Era esta a resposta dada pela raça goda aos filhos d'África e do Oriente, que  diziam, mostrando os alfanges: — "é nossa a terra de Espanha". — O dito  árabe foi desmentido; mas a resposta gastou oito séculos a escrever-se. Pelaio  entalhou com a espada a primeira palavra dela nos cerros das Astúrias; a  última gravaram-na Fernando e Isabel, com os pelouros das suas bambardes,  nos panos das muralhas da formosa Granada: e esta escritura, estampada em  alcantis de montanhas, em campos de batalha, nos portais e torres dos  templos, nos bancos dos muros das cidades e castelos, acrescentou no fim a  mão da Providência — "assim para todo o sempre!"

Nesta luta de vinte gerações andavam lidando as gentes do Alentejo. O servo  mouro olhava todos os dias para o horizonte, onde se enxergavam as serranias  do Algarve: de lá esperava ele salvação ou, ao menos, vingança; ao menos, um  dia de combate e corpos de cristãos estirados na veiga para pasto dos açores  bravios. A vista do sangue enxugava-lhes por algumas horas as lágrimas,  embora as aves de rapina tivessem, também, abundante ceva de cadáveres dos  seus irmãos! E este ameno dia de Julho devia ser um desses dias porque  suspirava o servo ismaelita.

Almoleimar descera com os seus cavaleiros às campinas de Beja. Pelas horas  mortas da noite, viam-se as almenaras das suas talaias nos píncaros das serras  remotas, semelhantes às luzinhas que em descampados e tremedais acendem  as bruxas em noites dos seus folguedos: bem longe estavam as almenaras, mas  bem perto sentiam os escutas o resfolegar e o tropear de cavalos, e o ranger  das folhas secas, e o tinir a espaços de alfanje batendo em ferro de caneleira  ou de coxote. Ao romper d'alva, os cavaleiros do Lidador saíam mais de dois  tiros de besta além das muralhas de Beja; tudo porém estava em silêncio, e só,  aqui e ali, as searas calcadas davam rebate de que por aqueles sítios tinham  vagueados almogaures mouros, como o leão do deserto rodeia, pelo quarto de  modorra, as habitações dos pastores além das encostas do Atlas.

No dia em que Gonçalo Mendes da Maia, o velho carairo de Beja, cumpria os  noventa e cinco anos, ninguém saíra, pelo arrebol da manhã, a correr o  campo; e, todavia, nunca tão de perto chegara Almoleimar; porque uma frecha  fora pregada a mão num grosso sovereiro que sombreava uma fonte a pouco  mais de tiro de funda dos muros do castelo.

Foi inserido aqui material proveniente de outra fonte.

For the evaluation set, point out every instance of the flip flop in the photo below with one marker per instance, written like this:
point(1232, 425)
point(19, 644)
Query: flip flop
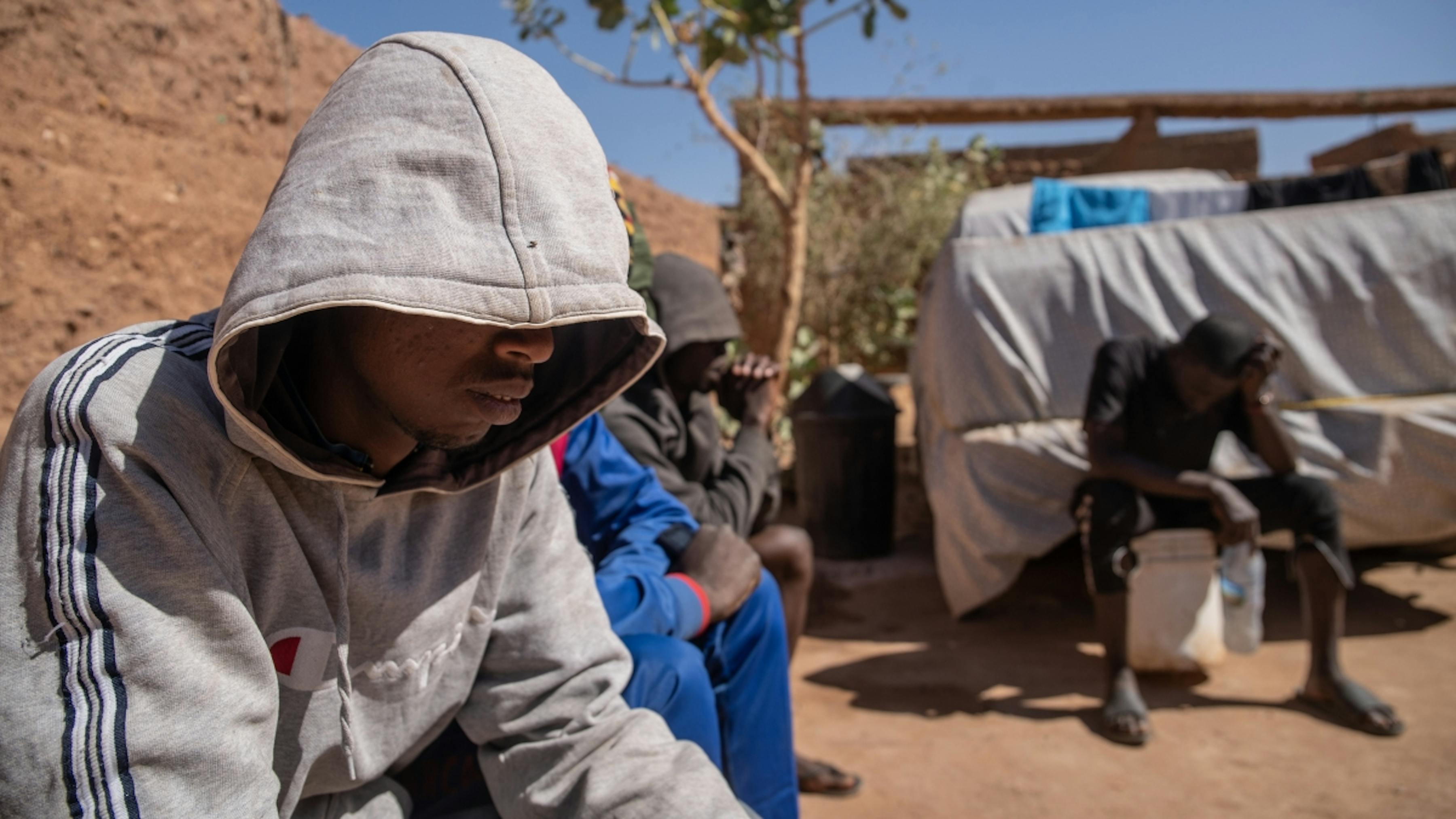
point(1353, 710)
point(815, 770)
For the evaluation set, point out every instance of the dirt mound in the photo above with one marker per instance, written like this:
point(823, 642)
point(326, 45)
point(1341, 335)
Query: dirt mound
point(139, 142)
point(673, 224)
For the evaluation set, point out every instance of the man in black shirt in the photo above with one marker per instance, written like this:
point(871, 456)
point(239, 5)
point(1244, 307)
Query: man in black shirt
point(1152, 417)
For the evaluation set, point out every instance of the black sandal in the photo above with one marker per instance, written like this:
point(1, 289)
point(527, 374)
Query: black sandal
point(1354, 709)
point(819, 777)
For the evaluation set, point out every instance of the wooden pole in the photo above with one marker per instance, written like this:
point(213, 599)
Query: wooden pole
point(1257, 106)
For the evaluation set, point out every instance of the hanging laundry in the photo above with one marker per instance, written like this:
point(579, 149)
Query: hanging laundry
point(1190, 203)
point(1426, 172)
point(1058, 207)
point(1353, 184)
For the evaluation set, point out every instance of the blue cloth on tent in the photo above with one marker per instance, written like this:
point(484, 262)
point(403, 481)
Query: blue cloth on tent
point(1058, 206)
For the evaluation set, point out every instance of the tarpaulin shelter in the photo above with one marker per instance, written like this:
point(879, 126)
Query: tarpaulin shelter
point(1362, 296)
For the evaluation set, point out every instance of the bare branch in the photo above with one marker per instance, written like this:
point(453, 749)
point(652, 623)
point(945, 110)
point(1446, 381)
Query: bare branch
point(835, 18)
point(740, 143)
point(663, 22)
point(606, 73)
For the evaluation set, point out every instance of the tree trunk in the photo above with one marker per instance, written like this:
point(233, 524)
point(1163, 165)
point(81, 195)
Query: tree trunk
point(796, 218)
point(796, 263)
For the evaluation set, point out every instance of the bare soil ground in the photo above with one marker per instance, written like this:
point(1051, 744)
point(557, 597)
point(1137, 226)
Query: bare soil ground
point(997, 715)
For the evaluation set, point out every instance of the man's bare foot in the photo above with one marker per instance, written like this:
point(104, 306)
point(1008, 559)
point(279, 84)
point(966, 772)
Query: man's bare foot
point(820, 777)
point(1350, 705)
point(1125, 715)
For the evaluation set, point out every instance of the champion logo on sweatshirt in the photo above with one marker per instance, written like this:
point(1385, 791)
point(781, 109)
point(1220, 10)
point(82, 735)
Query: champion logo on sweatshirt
point(302, 658)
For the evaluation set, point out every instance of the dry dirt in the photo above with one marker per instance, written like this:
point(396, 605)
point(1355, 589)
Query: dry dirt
point(139, 142)
point(995, 716)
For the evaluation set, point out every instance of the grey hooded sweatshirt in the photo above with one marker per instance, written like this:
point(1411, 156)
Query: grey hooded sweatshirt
point(200, 621)
point(682, 442)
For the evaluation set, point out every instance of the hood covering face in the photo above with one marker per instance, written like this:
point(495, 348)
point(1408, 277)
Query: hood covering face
point(444, 176)
point(691, 304)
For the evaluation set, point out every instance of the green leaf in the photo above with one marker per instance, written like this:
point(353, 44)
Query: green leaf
point(609, 12)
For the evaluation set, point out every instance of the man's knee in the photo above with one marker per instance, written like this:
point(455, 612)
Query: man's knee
point(1312, 496)
point(1314, 506)
point(1107, 519)
point(662, 667)
point(787, 551)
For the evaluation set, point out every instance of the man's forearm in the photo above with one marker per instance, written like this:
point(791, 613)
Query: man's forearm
point(1272, 439)
point(1152, 478)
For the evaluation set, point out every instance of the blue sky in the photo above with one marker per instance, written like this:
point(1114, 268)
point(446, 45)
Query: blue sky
point(967, 49)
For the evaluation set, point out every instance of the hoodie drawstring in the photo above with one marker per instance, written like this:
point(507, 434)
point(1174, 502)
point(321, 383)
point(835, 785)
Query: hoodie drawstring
point(341, 639)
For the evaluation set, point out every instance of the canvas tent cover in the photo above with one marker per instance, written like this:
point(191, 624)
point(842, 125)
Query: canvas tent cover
point(1362, 296)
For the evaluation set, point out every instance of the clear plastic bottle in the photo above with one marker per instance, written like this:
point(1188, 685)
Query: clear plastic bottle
point(1242, 567)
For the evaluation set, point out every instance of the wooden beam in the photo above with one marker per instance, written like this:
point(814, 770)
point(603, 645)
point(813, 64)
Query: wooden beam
point(1259, 106)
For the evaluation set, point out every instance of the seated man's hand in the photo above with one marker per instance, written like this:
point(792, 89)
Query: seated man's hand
point(726, 566)
point(747, 389)
point(1257, 371)
point(1238, 516)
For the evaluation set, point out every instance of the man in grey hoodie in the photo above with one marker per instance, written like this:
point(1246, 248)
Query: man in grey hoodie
point(255, 562)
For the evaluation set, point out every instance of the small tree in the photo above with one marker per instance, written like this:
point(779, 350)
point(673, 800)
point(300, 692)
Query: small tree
point(704, 40)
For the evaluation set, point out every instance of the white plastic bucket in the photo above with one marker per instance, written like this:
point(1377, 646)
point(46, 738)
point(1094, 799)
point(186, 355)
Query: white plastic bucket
point(1174, 602)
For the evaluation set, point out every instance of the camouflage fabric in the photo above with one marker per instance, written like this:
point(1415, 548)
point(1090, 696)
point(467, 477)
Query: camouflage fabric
point(640, 276)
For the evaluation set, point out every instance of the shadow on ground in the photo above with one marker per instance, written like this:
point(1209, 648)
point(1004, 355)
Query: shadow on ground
point(1036, 643)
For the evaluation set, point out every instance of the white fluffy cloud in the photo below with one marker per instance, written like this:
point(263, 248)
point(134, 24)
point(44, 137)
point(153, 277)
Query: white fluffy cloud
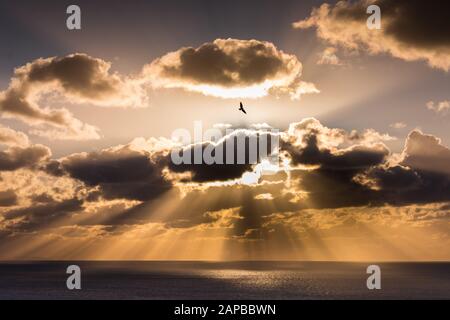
point(78, 78)
point(230, 68)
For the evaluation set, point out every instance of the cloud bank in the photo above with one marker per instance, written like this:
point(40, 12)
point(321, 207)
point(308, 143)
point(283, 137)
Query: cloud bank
point(230, 68)
point(411, 30)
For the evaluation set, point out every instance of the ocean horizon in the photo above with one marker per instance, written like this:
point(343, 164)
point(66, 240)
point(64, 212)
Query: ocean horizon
point(208, 280)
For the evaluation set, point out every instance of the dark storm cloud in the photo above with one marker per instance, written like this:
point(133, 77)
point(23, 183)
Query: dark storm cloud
point(77, 76)
point(16, 157)
point(422, 176)
point(231, 143)
point(411, 29)
point(355, 158)
point(39, 216)
point(120, 173)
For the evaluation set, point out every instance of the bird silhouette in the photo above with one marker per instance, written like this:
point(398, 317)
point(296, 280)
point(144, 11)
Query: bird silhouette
point(241, 108)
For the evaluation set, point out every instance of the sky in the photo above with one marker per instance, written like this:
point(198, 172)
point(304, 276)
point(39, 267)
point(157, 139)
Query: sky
point(87, 118)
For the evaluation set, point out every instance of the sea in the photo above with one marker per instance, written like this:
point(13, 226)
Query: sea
point(194, 280)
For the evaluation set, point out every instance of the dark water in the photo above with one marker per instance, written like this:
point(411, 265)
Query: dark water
point(232, 280)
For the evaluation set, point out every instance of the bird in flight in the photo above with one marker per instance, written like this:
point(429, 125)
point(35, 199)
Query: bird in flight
point(241, 108)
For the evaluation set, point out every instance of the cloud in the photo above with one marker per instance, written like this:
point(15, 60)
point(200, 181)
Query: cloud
point(8, 198)
point(230, 68)
point(15, 158)
point(425, 152)
point(12, 137)
point(441, 108)
point(421, 176)
point(227, 165)
point(337, 182)
point(328, 56)
point(119, 172)
point(79, 78)
point(398, 125)
point(411, 30)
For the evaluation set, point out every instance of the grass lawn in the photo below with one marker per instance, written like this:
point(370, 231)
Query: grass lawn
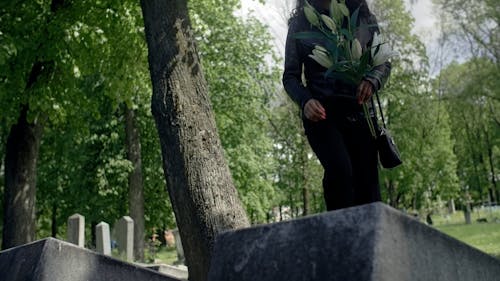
point(484, 236)
point(165, 255)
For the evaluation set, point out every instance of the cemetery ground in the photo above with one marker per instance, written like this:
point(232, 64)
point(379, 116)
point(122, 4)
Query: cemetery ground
point(483, 233)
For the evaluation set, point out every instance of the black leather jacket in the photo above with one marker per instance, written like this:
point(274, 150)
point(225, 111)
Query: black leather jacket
point(317, 86)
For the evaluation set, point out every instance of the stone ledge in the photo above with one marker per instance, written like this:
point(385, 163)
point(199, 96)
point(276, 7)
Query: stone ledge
point(54, 260)
point(370, 242)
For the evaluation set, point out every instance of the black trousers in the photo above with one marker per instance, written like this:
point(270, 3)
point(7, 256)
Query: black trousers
point(346, 149)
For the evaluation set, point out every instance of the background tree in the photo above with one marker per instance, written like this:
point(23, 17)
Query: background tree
point(198, 179)
point(418, 119)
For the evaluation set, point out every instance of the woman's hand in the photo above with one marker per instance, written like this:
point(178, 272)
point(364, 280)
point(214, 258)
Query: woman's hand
point(365, 91)
point(314, 111)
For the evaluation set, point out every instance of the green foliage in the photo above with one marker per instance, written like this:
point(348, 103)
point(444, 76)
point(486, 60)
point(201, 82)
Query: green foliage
point(417, 118)
point(234, 54)
point(469, 90)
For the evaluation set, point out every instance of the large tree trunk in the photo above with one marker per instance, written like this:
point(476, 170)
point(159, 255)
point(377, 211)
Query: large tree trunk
point(135, 183)
point(21, 156)
point(200, 186)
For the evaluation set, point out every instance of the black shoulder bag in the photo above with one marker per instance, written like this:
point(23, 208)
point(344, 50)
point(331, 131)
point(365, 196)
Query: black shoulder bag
point(388, 152)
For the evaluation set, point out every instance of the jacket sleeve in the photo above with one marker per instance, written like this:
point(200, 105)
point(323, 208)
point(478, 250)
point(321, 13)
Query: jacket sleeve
point(292, 75)
point(379, 75)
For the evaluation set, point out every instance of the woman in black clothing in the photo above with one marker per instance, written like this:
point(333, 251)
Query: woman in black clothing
point(332, 111)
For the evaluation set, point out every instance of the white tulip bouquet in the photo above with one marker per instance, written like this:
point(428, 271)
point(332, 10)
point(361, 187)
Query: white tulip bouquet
point(342, 54)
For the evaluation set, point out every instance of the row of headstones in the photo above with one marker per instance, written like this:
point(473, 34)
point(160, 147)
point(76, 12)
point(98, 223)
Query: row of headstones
point(124, 230)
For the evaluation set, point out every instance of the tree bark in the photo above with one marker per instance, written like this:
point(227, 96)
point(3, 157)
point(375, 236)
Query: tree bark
point(135, 182)
point(54, 220)
point(21, 156)
point(203, 195)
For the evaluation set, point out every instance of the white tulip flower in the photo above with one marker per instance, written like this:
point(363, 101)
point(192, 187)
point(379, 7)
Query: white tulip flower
point(329, 23)
point(384, 52)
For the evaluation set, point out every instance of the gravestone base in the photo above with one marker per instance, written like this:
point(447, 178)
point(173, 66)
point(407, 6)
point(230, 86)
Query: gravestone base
point(54, 260)
point(368, 243)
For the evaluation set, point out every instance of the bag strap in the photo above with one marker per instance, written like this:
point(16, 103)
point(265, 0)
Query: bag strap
point(380, 109)
point(368, 117)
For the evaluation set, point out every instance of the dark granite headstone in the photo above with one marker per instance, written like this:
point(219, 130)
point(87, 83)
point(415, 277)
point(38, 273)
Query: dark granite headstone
point(54, 260)
point(367, 243)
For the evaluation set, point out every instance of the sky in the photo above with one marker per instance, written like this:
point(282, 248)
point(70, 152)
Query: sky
point(275, 12)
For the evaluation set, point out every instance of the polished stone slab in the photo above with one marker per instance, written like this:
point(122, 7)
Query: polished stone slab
point(54, 260)
point(370, 242)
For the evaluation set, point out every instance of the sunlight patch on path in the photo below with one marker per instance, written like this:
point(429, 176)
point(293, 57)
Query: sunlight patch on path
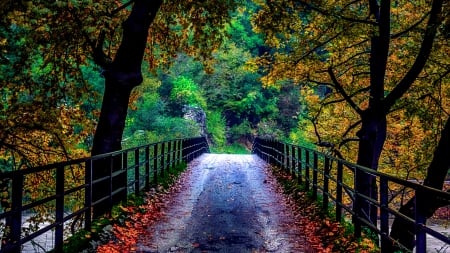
point(225, 203)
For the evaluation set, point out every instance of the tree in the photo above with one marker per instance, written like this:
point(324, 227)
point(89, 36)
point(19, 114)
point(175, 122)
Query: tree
point(71, 33)
point(370, 53)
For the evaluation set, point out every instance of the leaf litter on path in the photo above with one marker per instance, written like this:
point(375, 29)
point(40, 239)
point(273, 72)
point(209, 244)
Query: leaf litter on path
point(222, 203)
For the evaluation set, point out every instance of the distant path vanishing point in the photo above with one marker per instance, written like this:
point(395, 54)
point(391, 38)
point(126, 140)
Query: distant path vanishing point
point(225, 203)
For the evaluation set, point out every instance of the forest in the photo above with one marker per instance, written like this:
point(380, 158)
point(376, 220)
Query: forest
point(366, 81)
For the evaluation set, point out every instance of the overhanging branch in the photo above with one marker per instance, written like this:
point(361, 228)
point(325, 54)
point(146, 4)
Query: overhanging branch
point(344, 94)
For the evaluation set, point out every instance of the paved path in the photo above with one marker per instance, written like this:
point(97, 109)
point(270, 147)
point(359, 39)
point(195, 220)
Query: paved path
point(225, 203)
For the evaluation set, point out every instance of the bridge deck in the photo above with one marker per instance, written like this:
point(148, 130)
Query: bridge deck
point(226, 203)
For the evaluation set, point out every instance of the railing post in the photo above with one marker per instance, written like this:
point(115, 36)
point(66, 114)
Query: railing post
point(384, 215)
point(314, 184)
point(169, 155)
point(299, 165)
point(339, 191)
point(326, 177)
point(307, 166)
point(88, 194)
point(137, 178)
point(16, 207)
point(356, 206)
point(59, 217)
point(175, 154)
point(163, 158)
point(420, 220)
point(287, 158)
point(110, 181)
point(147, 168)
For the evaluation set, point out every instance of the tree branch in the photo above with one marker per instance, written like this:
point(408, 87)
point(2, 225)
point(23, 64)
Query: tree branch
point(394, 36)
point(421, 59)
point(330, 14)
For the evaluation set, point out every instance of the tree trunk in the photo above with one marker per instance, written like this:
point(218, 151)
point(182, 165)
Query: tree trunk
point(372, 136)
point(121, 76)
point(404, 232)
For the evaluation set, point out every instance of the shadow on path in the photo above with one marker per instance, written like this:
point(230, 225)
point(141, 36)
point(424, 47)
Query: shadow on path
point(225, 203)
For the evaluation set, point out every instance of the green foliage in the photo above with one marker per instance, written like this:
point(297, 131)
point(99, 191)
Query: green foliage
point(186, 92)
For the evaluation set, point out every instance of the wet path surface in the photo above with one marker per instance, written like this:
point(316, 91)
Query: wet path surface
point(225, 203)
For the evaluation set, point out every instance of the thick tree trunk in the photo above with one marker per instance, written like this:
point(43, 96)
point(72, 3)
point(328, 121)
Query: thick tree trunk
point(121, 77)
point(404, 232)
point(372, 136)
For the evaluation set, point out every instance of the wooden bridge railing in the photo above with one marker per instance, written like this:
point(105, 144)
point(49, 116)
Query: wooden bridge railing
point(68, 199)
point(323, 174)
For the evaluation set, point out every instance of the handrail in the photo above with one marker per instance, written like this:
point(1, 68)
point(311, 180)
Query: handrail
point(141, 166)
point(322, 173)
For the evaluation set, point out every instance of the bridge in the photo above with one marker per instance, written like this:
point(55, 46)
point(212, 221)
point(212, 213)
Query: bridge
point(230, 205)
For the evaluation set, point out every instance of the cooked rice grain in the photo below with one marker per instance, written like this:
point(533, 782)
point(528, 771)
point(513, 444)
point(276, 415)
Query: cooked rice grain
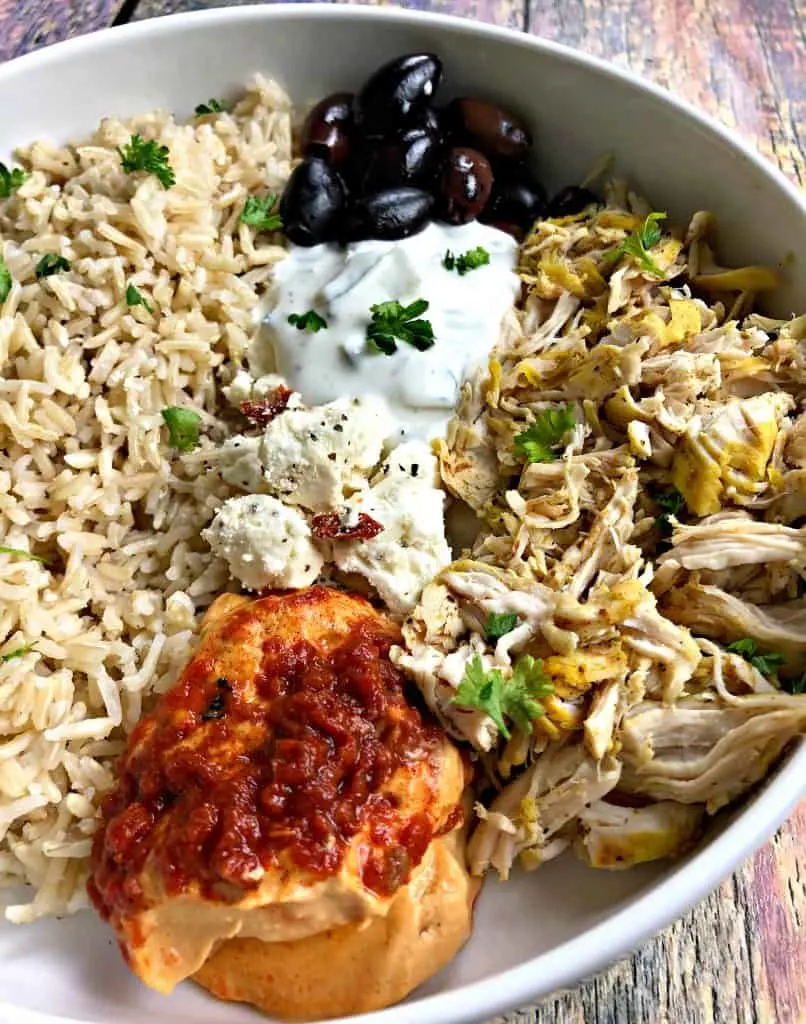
point(86, 478)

Era que nesse dia deviam ir mais  longe os cavaleiros cristãos: Lidador pedira aos pajens o seu lorigão de malha  de ferro e a sua boa toledana.

Trinta fidalgos, flor da cavalaria, corriam à rédea solta pelas campinas de Beja;  trinta, não mais, eram eles; mas orçavam por trezentos os homens d'armas,  escudeiros e pajens que os acompanhavam. Entre todos avultava em robustez  e grandeza de membros o Lidador, cujas barbas brancas lhe ondeavam, como  flocos de neve, sobre o peitoral da cota d'armas, e o terrível Lourenço Viegas,  a quem, pelos espantosos golpes da sua espada, chamavam o Espadeiro. Eram  formoso espetáculo o esvoaçar dos balsões e signas, fora das suas fundas e  soltos ao vento, o cintilar das cervilheiras, as cores variegadas das cotas, e as  ondas de pó que se levantavam debaixo dos pés dos ginetes, como se levanta  o bulcão de Deus, varrendo a face de campina ressequida, em tarde ardente de  verão.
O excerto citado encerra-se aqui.